One difference in studying WoW was that the research inclined toward the participant end of participant-observation. I learned to play the game well enough to participate in a raiding guild. I looked just like any other player. For many practical purposes, I was just another player. I could not have studied raiding guilds without playing as well as at least an average player and fully participating in raids. By contrast, when I was walking around villages in Papua New Guinea or Western Samoa, I was obviously an outsider whose identity required explanation. When I investigated technological practices in a neurosurgery operating room, I donned scrubs, sat in the operating room, and looked like a doctor but, thankfully, was not given the opportunity to remove any brain tumors! Online, my WoW character appeared as any character, and I was a full participant in game activities. Pearce (2009) suggested the term participant-engagement to describe this style of work in which the researcher is deeply immersed in native practices.

Blending in, however, is not necessarily characteristic of research in virtual worlds; it does not distinctly identify “digital ethnography.” In research I conducted in Second Life with IBM, my participation as a researcher was made clear to others to the point of having a halo over my character’s head to identify my special status. Boellstorff (2008) and Pearce (2009) were identified as researchers in the virtual worlds they studied. It may be more natural to set up shop as an anthropologist in non-game worlds; in a game world, the overwhelming need to play dominates interaction much of the time. While it is easy to blend in online, the researcher’s position with respect to those being studied depends on the nature of the virtual world and the activities under investigation.

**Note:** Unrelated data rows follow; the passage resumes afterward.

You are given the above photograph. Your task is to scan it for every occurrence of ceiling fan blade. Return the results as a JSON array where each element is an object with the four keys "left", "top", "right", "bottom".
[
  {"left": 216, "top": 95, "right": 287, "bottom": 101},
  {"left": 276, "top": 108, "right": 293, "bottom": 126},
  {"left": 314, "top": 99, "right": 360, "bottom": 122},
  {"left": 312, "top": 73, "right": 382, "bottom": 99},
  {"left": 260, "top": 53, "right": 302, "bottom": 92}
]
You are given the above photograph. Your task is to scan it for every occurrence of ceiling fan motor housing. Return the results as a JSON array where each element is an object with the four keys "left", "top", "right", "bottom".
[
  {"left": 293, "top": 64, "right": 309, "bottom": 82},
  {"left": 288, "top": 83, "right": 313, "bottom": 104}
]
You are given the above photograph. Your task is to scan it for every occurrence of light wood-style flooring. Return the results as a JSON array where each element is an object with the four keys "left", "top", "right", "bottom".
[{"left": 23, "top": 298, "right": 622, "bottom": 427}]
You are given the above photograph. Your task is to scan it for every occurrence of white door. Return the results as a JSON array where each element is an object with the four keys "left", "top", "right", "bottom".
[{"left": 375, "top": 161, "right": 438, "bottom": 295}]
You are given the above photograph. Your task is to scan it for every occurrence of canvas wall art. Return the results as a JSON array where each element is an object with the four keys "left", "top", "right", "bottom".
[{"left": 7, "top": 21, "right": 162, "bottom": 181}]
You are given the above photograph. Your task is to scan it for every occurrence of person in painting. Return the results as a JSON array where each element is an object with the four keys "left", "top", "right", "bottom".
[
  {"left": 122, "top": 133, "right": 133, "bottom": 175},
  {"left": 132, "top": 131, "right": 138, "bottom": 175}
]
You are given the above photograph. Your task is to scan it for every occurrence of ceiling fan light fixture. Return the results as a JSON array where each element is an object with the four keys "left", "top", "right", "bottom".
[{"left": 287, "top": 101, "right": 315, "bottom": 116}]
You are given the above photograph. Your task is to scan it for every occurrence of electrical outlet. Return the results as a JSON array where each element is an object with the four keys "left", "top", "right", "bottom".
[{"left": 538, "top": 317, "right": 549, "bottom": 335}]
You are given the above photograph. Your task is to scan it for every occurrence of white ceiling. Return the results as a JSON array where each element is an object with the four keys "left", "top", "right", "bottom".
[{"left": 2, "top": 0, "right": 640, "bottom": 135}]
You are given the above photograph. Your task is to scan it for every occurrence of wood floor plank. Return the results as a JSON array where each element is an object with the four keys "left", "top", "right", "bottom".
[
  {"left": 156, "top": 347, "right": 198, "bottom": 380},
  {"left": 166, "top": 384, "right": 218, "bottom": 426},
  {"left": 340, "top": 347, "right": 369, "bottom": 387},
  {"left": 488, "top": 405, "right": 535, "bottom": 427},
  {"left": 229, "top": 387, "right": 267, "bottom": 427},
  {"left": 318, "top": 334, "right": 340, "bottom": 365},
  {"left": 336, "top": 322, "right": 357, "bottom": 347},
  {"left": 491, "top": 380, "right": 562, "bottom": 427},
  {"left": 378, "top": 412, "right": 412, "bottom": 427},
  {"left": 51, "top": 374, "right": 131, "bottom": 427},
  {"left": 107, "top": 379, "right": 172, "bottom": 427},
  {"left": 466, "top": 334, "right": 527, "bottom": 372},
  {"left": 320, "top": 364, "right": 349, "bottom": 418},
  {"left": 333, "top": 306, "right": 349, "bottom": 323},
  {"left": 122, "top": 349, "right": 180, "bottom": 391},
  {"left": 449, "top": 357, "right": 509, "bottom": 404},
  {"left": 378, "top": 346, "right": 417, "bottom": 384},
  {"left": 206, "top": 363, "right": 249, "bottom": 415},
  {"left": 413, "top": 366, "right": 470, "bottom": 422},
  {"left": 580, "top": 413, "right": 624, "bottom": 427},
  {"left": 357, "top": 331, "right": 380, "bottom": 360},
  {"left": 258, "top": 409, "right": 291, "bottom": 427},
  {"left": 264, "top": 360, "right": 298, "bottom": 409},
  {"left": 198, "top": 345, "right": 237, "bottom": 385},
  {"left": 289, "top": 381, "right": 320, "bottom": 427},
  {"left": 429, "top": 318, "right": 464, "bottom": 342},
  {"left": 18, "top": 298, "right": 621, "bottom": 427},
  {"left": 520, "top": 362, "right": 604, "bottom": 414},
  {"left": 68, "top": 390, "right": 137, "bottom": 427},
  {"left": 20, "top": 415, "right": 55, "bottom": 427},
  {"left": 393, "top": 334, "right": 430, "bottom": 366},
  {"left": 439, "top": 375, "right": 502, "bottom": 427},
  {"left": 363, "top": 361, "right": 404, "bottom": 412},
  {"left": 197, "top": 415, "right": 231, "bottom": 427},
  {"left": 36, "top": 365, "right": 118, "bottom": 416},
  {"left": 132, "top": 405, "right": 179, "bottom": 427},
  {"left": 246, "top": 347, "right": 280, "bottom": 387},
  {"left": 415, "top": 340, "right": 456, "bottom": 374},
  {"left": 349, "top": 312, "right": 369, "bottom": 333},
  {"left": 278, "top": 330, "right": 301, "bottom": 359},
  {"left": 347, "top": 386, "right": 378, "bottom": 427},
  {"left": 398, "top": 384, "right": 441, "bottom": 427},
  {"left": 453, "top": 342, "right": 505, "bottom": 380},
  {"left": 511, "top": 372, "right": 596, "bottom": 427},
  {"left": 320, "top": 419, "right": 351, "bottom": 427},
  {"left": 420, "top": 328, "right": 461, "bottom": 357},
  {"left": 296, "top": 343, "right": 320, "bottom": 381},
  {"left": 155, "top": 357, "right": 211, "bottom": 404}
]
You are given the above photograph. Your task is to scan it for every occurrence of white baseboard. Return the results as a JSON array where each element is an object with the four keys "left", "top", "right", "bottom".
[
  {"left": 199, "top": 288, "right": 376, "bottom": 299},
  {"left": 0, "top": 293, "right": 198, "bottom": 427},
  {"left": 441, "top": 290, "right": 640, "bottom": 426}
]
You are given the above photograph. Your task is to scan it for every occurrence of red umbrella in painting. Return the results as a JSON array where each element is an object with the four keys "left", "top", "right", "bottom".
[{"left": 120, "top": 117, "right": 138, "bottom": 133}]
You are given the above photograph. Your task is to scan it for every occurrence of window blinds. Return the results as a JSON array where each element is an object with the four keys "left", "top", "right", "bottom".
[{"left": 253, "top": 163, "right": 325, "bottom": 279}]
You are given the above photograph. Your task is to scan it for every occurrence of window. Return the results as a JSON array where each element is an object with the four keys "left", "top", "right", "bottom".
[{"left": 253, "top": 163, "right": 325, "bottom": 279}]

A limitation of my research is lack of knowledge of the culture of Blizzard Entertainment. World of Warcraft is a product of that culture, and nearly everything that happens in WoW is linked in some way to Blizzard. As of this writing, Blizzard had not opened its doors to ethnographic examination as Linden Lab did (see Malaby 2009). I utilized whatever traces of Blizzard culture I could muster: aspects of the design of the game itself revealed corporate preoccupations, employee posts on official Blizzard forums demonstrated the shaping of corporate-player relations, and BlizzCon was an opportunity to hear what Blizzard movers and shakers had to say in media interviews and panel discussions.